Sparks: 1 SP/level + 1 Gem. Envelops the monsters in an electrically charged gas cloud, inflicting 2 points of Electrical damage per level of the caster.
Clerics' first elemental damage spell. As efficient as Pain (although with an added gem cost), and it scales with level, keeping it useful for a bit longer.

Suppress Poison: 4 SP. Slows the effect of poison on a character, but does not remove the Poisoned condition.
In this game, status conditions can vary in severity. Suppress Poison reduces the severity of the Poisoned condition by up to 3 ranks, to a minimum of -1, meaning that it only reduces the victim's stats by 1. The poison will worsen again over time, so this spell isn't a permanent solution unless you want to keep recasting it forever, but it can keep a character alive and functional long enough to get them healed properly at a temple.

Vertigo Sorcerer Spells

Awaken: Same as the Cleric spell.

Energy Blast: 1 SP/level + 1 Gem. A bolt of pure energy is fired from the caster's clenched fist, inflicting 2 to 6 points of Energy damage per level of the caster.
Energy damage is one of the less commonly resisted damage types, so this spell can be a good way to hit monsters that seem to shake off everything else. It hits only a single target, the damage is okay but not great and it starts to get expensive to cast at higher levels, but it has its uses.

Insect Spray: 5 SP + 1 Gem. Coats a group of monsters with a poison specially designed to kill insects.
This spell inflicts a very solid 25 damage on a group of insects or insect-like monsters. There are quite a few early-game monsters that the game considers to be insects, so this spell is very much worth picking up.

Jump: 4 SP. Puts enough strength into the legs of the party to jump over one square, provided there are no walls of matter or magic. This spell cannot be used in combat.
A useful spell for bypassing traps and other hazards in dungeons. It can also be used for outmanoeuvring monsters: fire arrows or cast attack spells until they're nearly in melee range, then turn around and Jump away to put some distance between you and the enemy, and repeat as necessary.

Light: Same as the Cleric spell.

Magic Arrow: 2 SP. Fires a magical bolt at one opponent, inflicting 8 points of Magical damage.
Magical damage is another damage type that's seldom resisted by monsters, and there are only a small number of ways to inflict it. This is quite a nice little spell against certain enemies in the early game, although it becomes obsolete quickly.

Shrapmetal: 1 SP/level + 1 Gem. Sprays a group of monsters with sharp metal fragments, inflicting 2 points of Physical damage per level of the caster.
The Sorcerer's answer to Sparks. Probably a bit more useful, since electrical resistance is more common than physical resistance.

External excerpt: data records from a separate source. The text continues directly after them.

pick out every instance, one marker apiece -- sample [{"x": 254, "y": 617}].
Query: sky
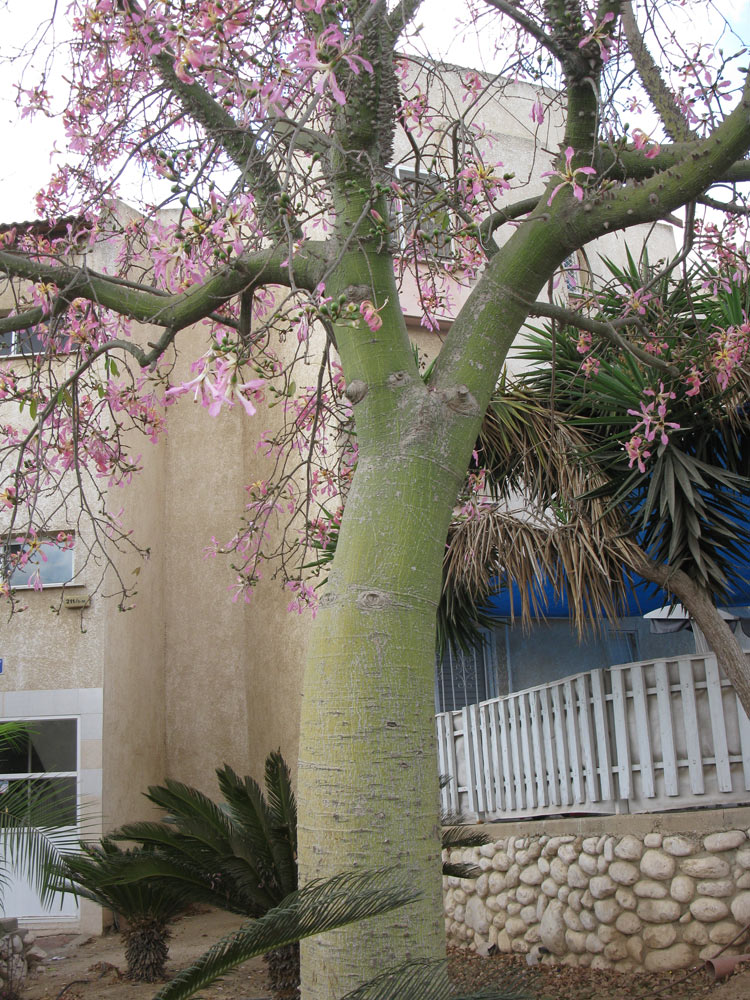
[{"x": 25, "y": 163}]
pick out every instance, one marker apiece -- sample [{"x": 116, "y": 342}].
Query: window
[
  {"x": 465, "y": 678},
  {"x": 24, "y": 342},
  {"x": 42, "y": 562},
  {"x": 44, "y": 761},
  {"x": 422, "y": 210},
  {"x": 576, "y": 276}
]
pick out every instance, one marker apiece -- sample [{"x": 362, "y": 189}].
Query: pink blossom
[{"x": 568, "y": 175}]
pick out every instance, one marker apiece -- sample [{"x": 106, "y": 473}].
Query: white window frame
[
  {"x": 6, "y": 776},
  {"x": 47, "y": 537},
  {"x": 407, "y": 175}
]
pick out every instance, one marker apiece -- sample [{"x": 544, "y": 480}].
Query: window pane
[
  {"x": 42, "y": 801},
  {"x": 52, "y": 562},
  {"x": 29, "y": 342},
  {"x": 15, "y": 759},
  {"x": 53, "y": 745}
]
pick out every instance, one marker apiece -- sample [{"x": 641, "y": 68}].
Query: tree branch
[
  {"x": 661, "y": 98},
  {"x": 534, "y": 29},
  {"x": 181, "y": 309},
  {"x": 602, "y": 329}
]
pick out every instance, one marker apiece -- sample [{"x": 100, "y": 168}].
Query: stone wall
[
  {"x": 18, "y": 954},
  {"x": 638, "y": 892}
]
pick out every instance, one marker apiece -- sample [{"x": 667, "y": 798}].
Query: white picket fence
[{"x": 637, "y": 737}]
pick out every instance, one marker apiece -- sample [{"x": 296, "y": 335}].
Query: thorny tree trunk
[{"x": 720, "y": 638}]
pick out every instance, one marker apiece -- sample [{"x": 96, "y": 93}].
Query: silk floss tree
[{"x": 276, "y": 133}]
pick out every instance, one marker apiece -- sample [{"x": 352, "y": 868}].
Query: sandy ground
[{"x": 93, "y": 969}]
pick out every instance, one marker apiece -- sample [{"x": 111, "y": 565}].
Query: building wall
[{"x": 631, "y": 893}]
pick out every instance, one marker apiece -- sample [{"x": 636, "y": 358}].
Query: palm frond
[
  {"x": 428, "y": 980},
  {"x": 318, "y": 907},
  {"x": 461, "y": 869}
]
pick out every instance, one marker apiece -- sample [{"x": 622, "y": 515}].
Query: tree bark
[{"x": 729, "y": 654}]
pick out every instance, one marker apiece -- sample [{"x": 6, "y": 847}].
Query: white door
[{"x": 44, "y": 761}]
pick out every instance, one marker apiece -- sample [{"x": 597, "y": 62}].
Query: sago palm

Sleep: 3 SP + 1 Gem. Puts a group of monsters to sleep until they overcome the spell or are damaged.
I don't usually bother with status ailment spells in Xeen, but I had some good luck with them early on in my M&M3 LP, so I might give them a try this time around too.

Toxic Cloud: 4 SP + 1 Gem. Surrounds a group of monsters with noxious gases, inflicting 10 points of Poison damage.
Slightly more SP-efficient than Shrapmetal, although it doesn't scale with level. Poison resistance is pretty common in the early game, but the spell still has its uses.

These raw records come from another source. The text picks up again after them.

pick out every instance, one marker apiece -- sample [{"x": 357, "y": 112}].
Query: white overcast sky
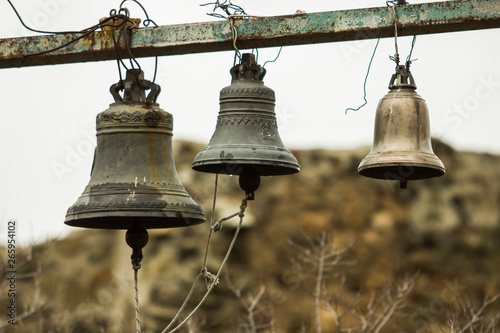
[{"x": 48, "y": 112}]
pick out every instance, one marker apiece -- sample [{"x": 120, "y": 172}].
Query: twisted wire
[
  {"x": 205, "y": 274},
  {"x": 366, "y": 79}
]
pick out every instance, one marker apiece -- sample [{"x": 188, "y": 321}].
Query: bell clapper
[
  {"x": 249, "y": 182},
  {"x": 137, "y": 238}
]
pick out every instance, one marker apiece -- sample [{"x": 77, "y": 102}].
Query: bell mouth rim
[
  {"x": 115, "y": 222},
  {"x": 401, "y": 171},
  {"x": 231, "y": 167}
]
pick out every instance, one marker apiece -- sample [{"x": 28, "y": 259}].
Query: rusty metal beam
[{"x": 300, "y": 29}]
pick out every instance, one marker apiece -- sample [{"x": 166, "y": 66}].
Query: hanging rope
[
  {"x": 137, "y": 315},
  {"x": 366, "y": 79}
]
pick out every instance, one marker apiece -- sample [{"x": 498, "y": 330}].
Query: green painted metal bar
[{"x": 258, "y": 32}]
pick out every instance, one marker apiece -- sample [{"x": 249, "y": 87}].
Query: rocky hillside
[{"x": 323, "y": 246}]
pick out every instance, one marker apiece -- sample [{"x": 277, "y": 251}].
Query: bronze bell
[
  {"x": 133, "y": 181},
  {"x": 246, "y": 136},
  {"x": 402, "y": 143}
]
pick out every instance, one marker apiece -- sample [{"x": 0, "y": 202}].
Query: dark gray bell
[
  {"x": 246, "y": 136},
  {"x": 134, "y": 183},
  {"x": 402, "y": 143}
]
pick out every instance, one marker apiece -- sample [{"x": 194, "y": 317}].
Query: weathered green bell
[
  {"x": 133, "y": 181},
  {"x": 402, "y": 147},
  {"x": 246, "y": 138}
]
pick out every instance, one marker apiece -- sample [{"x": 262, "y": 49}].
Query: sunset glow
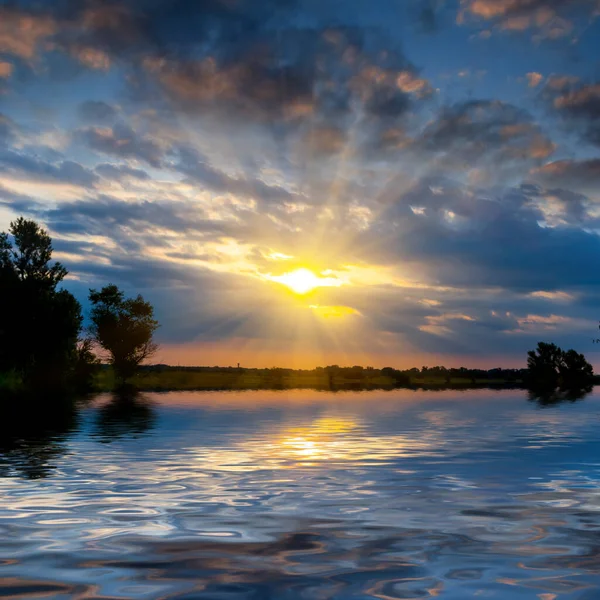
[{"x": 302, "y": 281}]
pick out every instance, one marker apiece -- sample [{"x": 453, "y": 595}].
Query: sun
[{"x": 302, "y": 281}]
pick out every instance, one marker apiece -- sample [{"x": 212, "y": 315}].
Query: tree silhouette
[
  {"x": 123, "y": 328},
  {"x": 549, "y": 367},
  {"x": 39, "y": 324}
]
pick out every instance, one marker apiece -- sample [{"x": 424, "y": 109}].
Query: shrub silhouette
[
  {"x": 550, "y": 367},
  {"x": 39, "y": 323},
  {"x": 123, "y": 328}
]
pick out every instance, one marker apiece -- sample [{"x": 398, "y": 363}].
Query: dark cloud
[
  {"x": 473, "y": 130},
  {"x": 121, "y": 172},
  {"x": 551, "y": 19},
  {"x": 463, "y": 237},
  {"x": 197, "y": 169},
  {"x": 94, "y": 111},
  {"x": 7, "y": 129},
  {"x": 122, "y": 141},
  {"x": 65, "y": 171},
  {"x": 578, "y": 104},
  {"x": 582, "y": 175}
]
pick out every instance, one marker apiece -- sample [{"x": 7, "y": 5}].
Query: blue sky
[{"x": 435, "y": 164}]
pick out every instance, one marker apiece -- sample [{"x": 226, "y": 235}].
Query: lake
[{"x": 305, "y": 494}]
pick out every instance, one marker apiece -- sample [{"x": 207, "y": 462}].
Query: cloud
[
  {"x": 6, "y": 69},
  {"x": 550, "y": 19},
  {"x": 32, "y": 168},
  {"x": 95, "y": 111},
  {"x": 578, "y": 103},
  {"x": 473, "y": 239},
  {"x": 534, "y": 79},
  {"x": 196, "y": 168},
  {"x": 577, "y": 175},
  {"x": 122, "y": 141},
  {"x": 488, "y": 139},
  {"x": 92, "y": 58},
  {"x": 22, "y": 33},
  {"x": 121, "y": 172}
]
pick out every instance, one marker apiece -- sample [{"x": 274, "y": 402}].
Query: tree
[
  {"x": 549, "y": 367},
  {"x": 575, "y": 370},
  {"x": 123, "y": 328},
  {"x": 39, "y": 324}
]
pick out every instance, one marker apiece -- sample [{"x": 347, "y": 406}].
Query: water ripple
[{"x": 305, "y": 495}]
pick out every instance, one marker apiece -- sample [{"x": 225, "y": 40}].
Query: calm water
[{"x": 289, "y": 495}]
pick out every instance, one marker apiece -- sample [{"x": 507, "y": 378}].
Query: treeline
[
  {"x": 43, "y": 342},
  {"x": 369, "y": 375}
]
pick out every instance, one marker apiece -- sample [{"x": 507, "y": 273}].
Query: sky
[{"x": 310, "y": 182}]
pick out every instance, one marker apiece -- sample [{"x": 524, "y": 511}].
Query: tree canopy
[
  {"x": 123, "y": 328},
  {"x": 549, "y": 366},
  {"x": 39, "y": 323}
]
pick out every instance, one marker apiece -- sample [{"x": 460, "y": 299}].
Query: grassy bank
[{"x": 233, "y": 379}]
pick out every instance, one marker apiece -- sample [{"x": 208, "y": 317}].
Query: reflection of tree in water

Wizard Eye: 5 SP + 2 Gems. Gives the party a bird's-eye view of their surroundings. The view will appear in the upper right corner of the game screen.
While the radius it shows is fairly small, unlike the automap it shows places the party hasn't yet walked over. This makes it helpful for locating secret passages.

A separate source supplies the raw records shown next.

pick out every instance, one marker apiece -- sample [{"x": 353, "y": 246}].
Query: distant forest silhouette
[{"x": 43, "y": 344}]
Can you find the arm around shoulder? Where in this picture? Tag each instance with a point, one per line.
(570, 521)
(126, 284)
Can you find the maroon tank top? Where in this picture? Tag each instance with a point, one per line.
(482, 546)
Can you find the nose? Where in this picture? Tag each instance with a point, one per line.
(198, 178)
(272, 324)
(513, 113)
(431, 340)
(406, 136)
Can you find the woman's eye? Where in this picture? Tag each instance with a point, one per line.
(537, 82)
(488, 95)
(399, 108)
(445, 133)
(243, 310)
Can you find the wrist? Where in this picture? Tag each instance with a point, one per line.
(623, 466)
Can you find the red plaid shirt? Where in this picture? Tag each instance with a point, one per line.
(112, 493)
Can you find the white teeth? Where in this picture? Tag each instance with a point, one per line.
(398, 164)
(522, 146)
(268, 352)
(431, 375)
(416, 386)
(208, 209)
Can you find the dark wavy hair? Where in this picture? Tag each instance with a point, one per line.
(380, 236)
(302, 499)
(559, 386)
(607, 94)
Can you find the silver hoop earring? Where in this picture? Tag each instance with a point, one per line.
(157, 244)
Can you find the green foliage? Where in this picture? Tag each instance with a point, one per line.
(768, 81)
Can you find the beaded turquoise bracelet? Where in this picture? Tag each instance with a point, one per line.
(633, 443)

Finally, I've included a copy of The Sixth Mirror, the introductory story from the manual that explains the plot of Clouds of Xeen. It presents similar information to the in-game intro video, but goes into significantly more detail. It's not mandatory reading, but I found it interesting.

And that's it for tonight's bonus update. The votes are in and the result is clear, so for the next main update the party will be exploring the Red Dwarf Mines. See you there!